Psychiatric News
Professional News

January 1, 1999

Frontiers in the Neurobiology of Mental Disorders

By Steven E. Hyman, M.D.
Director
National Institute of Mental Health

The brain is the most complex object of study for humankind. This organ comprises about 100 billion nerve cells consisting of thousands of distinct cell types based on morphology, chemistry, and physiology.

Each of these cells may make thousands of connections, or synapses, with adjoining and even distant cells. Overall, there are likely to be more than 100 trillion synapses in the human brain. Communication across these synapses is accomplished by more than a hundred different chemicals, and each of these chemical neurotransmitters may have multiple receptor types with which it can interact at the receiving end.

A final measure of the brain's complexity is its dynamic nature; it changes constantly, undergoing significant structural modification in its synaptic architecture in response to environmental stimuli. Were it not for this "plasticity" of the brain, we could not learn, we could not adapt, we could not change. Since the abnormal function of the brain is the substrate of mental illness, neuroscience is of central importance to psychiatry.

In a previous article, I described "bottom-up" tools provided by molecular genetics to investigate brain function and disease. In this article I will describe exciting "top-down" approaches that are giving us a more integrated view of how the brain works.

Neurons in the brain are organized into functionally specific parallel circuits. Such circuits underlie the processing of sensory inputs and motor outputs.
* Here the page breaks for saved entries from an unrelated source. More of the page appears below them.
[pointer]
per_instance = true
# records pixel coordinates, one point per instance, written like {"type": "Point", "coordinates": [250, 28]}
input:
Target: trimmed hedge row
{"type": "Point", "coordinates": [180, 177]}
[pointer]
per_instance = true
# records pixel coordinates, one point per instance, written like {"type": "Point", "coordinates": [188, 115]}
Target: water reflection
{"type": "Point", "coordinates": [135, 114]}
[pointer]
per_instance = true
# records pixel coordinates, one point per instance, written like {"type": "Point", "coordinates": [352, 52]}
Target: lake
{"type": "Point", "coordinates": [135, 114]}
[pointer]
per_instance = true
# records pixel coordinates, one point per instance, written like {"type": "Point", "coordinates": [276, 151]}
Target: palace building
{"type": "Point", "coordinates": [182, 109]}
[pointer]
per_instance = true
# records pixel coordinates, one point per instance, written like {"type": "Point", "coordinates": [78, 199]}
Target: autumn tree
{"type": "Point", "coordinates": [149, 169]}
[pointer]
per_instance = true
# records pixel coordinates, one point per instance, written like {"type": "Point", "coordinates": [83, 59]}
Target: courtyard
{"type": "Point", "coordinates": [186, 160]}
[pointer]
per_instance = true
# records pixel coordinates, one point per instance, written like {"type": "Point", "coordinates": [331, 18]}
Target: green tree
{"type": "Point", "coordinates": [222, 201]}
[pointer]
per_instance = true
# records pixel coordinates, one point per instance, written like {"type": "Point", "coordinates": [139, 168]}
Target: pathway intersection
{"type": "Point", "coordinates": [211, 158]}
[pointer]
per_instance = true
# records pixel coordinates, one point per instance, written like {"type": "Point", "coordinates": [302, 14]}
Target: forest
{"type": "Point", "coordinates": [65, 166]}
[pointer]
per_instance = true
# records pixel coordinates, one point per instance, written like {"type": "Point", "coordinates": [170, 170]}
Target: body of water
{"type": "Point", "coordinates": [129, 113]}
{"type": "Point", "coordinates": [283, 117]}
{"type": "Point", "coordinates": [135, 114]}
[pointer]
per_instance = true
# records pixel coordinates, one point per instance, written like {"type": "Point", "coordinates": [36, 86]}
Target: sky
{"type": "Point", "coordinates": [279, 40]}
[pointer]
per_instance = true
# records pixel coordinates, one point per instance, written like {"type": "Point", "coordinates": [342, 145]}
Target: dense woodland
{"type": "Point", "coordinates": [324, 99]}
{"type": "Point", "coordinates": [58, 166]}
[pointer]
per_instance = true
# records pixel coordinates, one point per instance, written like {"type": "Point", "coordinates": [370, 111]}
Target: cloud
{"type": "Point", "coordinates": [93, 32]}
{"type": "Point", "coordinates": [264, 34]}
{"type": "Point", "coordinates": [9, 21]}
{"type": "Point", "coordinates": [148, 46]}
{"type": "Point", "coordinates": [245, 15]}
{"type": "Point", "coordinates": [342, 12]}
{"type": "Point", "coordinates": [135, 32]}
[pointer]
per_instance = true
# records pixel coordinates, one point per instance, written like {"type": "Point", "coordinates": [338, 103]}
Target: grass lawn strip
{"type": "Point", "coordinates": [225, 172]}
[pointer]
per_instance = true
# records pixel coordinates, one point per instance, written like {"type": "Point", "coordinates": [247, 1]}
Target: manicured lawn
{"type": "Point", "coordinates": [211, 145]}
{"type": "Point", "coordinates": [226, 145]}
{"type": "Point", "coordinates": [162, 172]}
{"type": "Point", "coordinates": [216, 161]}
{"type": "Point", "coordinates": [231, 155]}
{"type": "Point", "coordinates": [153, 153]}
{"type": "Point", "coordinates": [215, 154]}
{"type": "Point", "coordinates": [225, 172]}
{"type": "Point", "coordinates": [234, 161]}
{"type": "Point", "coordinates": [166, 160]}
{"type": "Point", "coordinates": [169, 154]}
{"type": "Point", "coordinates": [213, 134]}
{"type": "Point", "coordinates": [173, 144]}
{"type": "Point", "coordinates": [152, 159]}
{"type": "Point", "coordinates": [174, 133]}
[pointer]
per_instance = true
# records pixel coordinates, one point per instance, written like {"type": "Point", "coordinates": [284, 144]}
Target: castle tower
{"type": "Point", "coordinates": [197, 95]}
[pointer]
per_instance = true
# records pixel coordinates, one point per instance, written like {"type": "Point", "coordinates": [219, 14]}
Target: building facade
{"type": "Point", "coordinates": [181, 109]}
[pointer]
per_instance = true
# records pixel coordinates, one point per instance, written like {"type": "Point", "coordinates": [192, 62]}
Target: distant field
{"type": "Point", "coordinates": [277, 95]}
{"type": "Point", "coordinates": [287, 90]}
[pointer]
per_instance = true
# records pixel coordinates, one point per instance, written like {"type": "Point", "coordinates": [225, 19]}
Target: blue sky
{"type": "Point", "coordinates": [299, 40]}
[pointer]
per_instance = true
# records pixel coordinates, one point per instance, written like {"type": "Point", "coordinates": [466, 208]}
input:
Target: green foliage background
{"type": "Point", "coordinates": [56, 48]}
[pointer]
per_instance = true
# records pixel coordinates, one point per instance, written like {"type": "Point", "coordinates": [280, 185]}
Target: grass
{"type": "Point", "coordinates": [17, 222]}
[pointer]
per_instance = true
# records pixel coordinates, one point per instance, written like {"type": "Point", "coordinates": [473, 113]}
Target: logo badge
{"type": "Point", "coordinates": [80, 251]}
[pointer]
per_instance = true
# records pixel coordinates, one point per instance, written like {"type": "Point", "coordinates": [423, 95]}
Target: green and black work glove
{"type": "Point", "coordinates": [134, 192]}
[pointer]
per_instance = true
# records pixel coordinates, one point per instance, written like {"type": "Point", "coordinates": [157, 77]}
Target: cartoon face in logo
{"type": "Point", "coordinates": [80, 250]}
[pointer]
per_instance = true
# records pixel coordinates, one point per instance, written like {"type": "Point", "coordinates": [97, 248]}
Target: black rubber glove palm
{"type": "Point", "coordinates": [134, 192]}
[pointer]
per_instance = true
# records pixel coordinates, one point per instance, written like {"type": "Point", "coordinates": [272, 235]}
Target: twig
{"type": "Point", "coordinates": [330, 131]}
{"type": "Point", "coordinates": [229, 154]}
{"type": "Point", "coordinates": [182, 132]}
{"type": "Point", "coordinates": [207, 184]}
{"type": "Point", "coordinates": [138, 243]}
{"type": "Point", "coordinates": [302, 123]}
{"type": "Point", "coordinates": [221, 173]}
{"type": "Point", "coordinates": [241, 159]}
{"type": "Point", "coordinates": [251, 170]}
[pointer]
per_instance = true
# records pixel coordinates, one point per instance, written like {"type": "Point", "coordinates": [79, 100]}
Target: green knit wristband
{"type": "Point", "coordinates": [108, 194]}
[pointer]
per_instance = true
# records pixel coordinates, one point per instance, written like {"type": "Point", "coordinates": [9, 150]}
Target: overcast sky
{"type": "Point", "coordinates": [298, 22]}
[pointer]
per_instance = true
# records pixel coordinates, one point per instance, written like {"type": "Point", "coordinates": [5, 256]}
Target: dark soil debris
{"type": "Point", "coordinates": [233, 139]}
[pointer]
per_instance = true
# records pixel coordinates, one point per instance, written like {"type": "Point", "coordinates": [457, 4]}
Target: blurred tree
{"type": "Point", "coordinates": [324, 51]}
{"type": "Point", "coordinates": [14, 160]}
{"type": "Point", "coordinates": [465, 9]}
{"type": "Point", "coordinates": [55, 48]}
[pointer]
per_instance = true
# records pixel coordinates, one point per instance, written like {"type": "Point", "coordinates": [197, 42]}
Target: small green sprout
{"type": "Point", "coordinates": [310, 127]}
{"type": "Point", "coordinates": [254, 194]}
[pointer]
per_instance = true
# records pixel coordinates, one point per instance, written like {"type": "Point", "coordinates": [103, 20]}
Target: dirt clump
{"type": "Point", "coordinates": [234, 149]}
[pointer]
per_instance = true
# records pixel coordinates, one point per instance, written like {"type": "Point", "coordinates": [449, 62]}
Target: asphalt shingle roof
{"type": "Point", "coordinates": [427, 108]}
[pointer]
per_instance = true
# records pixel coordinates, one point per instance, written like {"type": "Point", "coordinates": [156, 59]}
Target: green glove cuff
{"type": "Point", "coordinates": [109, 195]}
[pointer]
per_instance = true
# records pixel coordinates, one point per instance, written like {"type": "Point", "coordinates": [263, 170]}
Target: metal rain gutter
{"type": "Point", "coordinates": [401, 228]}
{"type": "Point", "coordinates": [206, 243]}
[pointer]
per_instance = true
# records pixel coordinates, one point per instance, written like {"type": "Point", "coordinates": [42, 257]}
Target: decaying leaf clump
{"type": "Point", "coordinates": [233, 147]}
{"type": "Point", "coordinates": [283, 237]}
They also underlie the processing of cognition and emotion.

By combining research using animal models and modern neuroimaging tools, such as functional magnetic resonance imaging and positron emission tomography, it is possible to investigate the specific circuits involved in the processing of normal cognition or emotion. This information should be a critical stepping stone to identifying specific malfunctions that cause mental disorders. The gains to be realized from bringing basic science such as integrative neurobiology and cognitive neuroscience together with clinical investigation has prompted the National Institute of Mental Health to organize new programs in translational biology. These will accelerate the application of basic work performed in animals and normal human subjects-and even cellular or molecular models-to the clinical research arena.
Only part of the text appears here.